Lance laughs, eyes shining. "Y'know Keith, you're not bad." Lance looks down, cheeks all of a sudden flushed, eyes looking fervently to Keith's eyes, turning his body to face him. Keith reciprocates, and they sit, crossed legged, knee to knee, sunlight leaving stripes across their faces, sudden tension crackling between them.

And Keith can't stop his gaze from flickering to Lance's lips, and he quickly jerks his eyes back to Lance's, hoping that he didn't notice. Lance does notice, of course, and he hesitantly, shakily leans in, storm clouded, half-lidded blue eyes, flicking to Keith's.

Racy thoughts run through Keith's mind, needy hands and desperate things filling his thoughts like air in a room. _Not here, not now._

"We are not kissing in a tiny closet," Keith reluctantly pushes Lance's chest away, mostly for his own self-control, and tries not to think about how he briefly felt Lance's racing heartbeat.

"Who said we were gonna kiss?" Lance quickly reaches out and tucks a loose strand of hair behind Keith's ear before pulling his hand back fast. "Uh, sorry that bothered me."

"W-well, I just assumed," Keith tugged the hat down, embarrassment flooding his cheeks.
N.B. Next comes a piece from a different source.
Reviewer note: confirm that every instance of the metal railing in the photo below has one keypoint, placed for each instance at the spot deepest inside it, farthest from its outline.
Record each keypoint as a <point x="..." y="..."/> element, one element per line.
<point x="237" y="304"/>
"Well, you assumed right." Lance whispers, knee bouncing up and down. "But just for-" Lance shrugs "-personal reasons, if not in a weird closet, where then?"

"What if I told you I would only ever kiss you if it was on the moon Lance," Keith is relieved to get back on a joking level, and he lifts his chin, and sarcastically blows Lance a kiss, begging, _begging_ his brain to stay calm.

"Then I would take you to the moon," Lance says like it's a casual thing, not like it just set Keith entire body on fire. He catches the kiss, as if it were a tangible thing, and shoves it in his pocket. "For later." He twists back to lean against the wall, and Keith does the same, their fingers touching, electricity sparking at the touch.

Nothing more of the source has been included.